David Boyack Dahl and Dr. Scott D. Grimshaw, Statistics
Classification is the assignment of objects to categories using a decision rule based on observed characteristics. Several classification techniques are available to form the decision rule. Each builds the decision rule by modeling the relationship between the actual categories and observed characteristics. The decision rule can then be used to classify other objects for which the true category is unknown. Three popular classification techniques are logistic regression, discriminant analysis, and classification trees. While all three of these classification techniques seem to work with some success, the literature has not come to uniformly accept one technique.
Classification techniques can be evaluated according to the following four criteria: interpretability, predictability, robustness, and ease of use. An interpretable technique provides the ability to understand the role that specified characteristics play in the decision rule. A technique with high predictive accuracy almost always correctly classifies an object given observed characteristics. A robust technique provides reliable results under a variety of situations. Finally, easy-to-use classification techniques are those whose methodology is intuitive and accessible in the software.
The health insurance industry provides an example in classification. Each U.S. citizen falls into one of two health insurance categories: insured or uninsured. Using a classification technique, a decision rule can be formed based on demographic information. Logistic regression, discriminant analysis, and classification trees were used in the context of health insurance coverage.

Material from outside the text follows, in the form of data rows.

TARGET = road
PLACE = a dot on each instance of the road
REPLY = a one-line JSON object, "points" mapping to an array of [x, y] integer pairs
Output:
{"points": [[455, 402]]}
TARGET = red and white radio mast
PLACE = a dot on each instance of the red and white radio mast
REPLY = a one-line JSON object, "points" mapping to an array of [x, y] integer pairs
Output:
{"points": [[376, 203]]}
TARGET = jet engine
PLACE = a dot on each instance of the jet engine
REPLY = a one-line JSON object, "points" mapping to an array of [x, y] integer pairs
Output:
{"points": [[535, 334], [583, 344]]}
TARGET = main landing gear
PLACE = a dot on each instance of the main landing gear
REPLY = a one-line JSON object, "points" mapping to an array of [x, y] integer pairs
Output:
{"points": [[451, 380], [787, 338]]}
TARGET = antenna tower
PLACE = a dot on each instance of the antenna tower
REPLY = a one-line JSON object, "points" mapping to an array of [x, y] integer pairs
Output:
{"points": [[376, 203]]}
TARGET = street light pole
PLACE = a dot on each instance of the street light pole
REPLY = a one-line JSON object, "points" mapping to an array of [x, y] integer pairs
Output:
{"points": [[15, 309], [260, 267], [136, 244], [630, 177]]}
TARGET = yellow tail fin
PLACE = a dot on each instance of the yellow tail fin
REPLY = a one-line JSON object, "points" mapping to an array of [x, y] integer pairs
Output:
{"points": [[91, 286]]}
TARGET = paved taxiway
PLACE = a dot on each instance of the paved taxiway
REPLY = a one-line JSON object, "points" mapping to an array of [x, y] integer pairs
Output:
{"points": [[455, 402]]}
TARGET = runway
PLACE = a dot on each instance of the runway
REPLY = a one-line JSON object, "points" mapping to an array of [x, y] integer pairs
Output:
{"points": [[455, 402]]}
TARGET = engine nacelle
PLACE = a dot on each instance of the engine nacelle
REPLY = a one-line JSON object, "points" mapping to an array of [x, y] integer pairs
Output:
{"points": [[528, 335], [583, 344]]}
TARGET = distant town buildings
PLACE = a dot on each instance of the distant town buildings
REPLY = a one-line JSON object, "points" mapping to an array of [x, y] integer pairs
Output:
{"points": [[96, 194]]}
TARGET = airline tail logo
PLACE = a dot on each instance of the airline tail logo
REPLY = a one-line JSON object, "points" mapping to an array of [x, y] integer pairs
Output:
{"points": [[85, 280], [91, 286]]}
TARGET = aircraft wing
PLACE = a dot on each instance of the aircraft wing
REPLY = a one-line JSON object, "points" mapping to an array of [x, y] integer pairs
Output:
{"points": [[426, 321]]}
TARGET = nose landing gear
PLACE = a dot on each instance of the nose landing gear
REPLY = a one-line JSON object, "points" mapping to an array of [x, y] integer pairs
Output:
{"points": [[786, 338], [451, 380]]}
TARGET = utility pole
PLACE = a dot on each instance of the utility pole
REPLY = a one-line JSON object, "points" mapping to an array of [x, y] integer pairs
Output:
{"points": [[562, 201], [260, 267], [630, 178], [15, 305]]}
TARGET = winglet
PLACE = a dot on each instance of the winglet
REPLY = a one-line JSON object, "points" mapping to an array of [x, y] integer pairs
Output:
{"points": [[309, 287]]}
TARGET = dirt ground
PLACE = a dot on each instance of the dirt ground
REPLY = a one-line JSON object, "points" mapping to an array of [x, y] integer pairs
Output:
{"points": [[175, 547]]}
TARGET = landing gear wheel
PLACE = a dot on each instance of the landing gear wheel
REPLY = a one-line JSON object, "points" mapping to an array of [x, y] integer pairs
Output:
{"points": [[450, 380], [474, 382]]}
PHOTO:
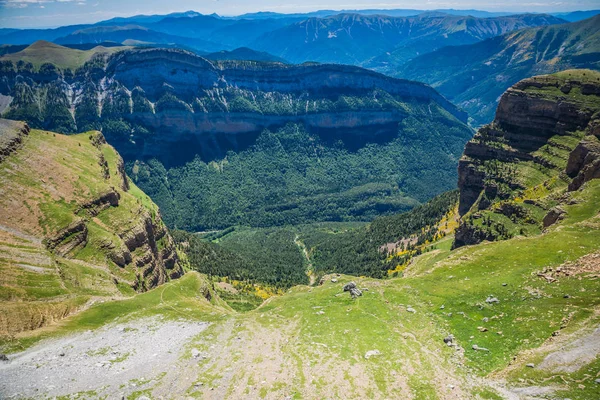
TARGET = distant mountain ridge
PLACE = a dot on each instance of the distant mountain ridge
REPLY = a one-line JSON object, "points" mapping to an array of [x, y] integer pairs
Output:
{"points": [[475, 76], [221, 143], [357, 39]]}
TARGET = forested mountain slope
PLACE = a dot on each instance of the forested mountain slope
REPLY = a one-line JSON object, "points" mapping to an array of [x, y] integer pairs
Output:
{"points": [[381, 41], [511, 318], [475, 76], [224, 143]]}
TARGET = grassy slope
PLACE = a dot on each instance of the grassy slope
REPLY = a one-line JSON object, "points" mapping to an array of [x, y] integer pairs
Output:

Logistic regression is an adaptation of least-squares regression that describes how the probability of health insurance coverage is related to a linear combination of the demographic variables. The decision rule is: If the estimated probability of having health insurance for a given observation is greater than 0.50, then the predicted classification for that observation is insured. Otherwise, the predicted classification is uninsured.
Discriminant analysis forms a linear function of the demographic variables which is used to split the data into insured and uninsured groups. The linear function is obtained by minimizing the misclassification rate. The decision rule is: If the demographic variables of an observation yields a high value of the discriminant function, then the predicted classification of the observation is insured. Otherwise, the predicted classification is uninsured.
Classification trees form successive decisions which partition the data into homogenous terminal nodes. Initially, all of the observations are together in one node. Then, the demographic variable and cut point that best partition the node into two more homogenous nodes is selected. If the observed value of a variable is greater than the cut point, the observation goes into one node, otherwise it goes into the other node. These nodes are repeatedly split in the same manner to form a large tree that is pruned using cross-validation to obtain the final decision rule. The decision rule is: If the insured category dominates a terminal node, then all observations that fall in that terminal nodes are predicted to be insured. Otherwise, the predicted classification for observations in that terminal node is uninsured.
A subset of the March 1995 Current Population Survey was used for this research. From the original CPS dataset, three subset datasets were created. The natural training dataset contained 700 randomly selected observations, of which 86% had health insurance. The even training dataset also contained 700 observations, but was randomly sampled in such a way that 50% had health insurance. Finally, the remaining observations made up the validation dataset, having in all 96,374 observations of which 86% had health insurance.
Among the three classification techniques, classification trees are the most interpretable because its successive decisions are easy for all to understand. Logistic regression and discriminant analysis require an understanding of linear relationships and probability distributions familiar to most statisticians, but not commonly understood by those with less statistical training.
The best illustration of the predictability model evaluation criteria is given by examining the misclassification rates of the three techniques. Each model was fit using the demographic information from the even training dataset and predicted classifications were obtained for each classification technique. Misclassification rates were calculated by comparing the predicted and actual classifications. Surprisingly, the misclassification rates were all very similar. Classification trees had the lowest misclassification rate (29.76%), but discriminant analysis and logistic regression were not far behind (30.49% and 31.02%, respectively). While the misclassification rates are statistically different, the slight differences may not be of practical importance in many situations.
The best illustration of the robustness model evaluation criteria is given by examining the misclassification rates of the three techniques, fit with the natural training dataset and verified with the validation dataset. The same procedure as described above was performed, except that the model was fit with the natural training dataset. The misclassification rates greatly changed. At first glance it appeared that logistic regression and classification trees performed the best because their misclassification rates were near 14%. Upon further inspection, it was discovered that these two classification models were, without exception, predicting the insured category, regardless of the values of the demographic variables. Since 14% of the observations in the validation dataset were uninsured, the misclassification rate was 14%. Clearly such a situation is unacceptable, because the model is doing no better than the naive estimator of always predicting insured. Discriminant analysis was the only classification technique that did not exhibit this gross bias towards a false-positive classification and hence is the clear winner for the robustness criteria.
No clear winner was found for the ease-of-use model evaluation criteria. Logistic regression and discriminant analysis are easy implemented in SAS. However, they are not as easily applied without a computer to perform the necessary calculations. Classification trees have the opposite problem: They cannot yet be performed in SAS, although once they are generated, they are very easy to use.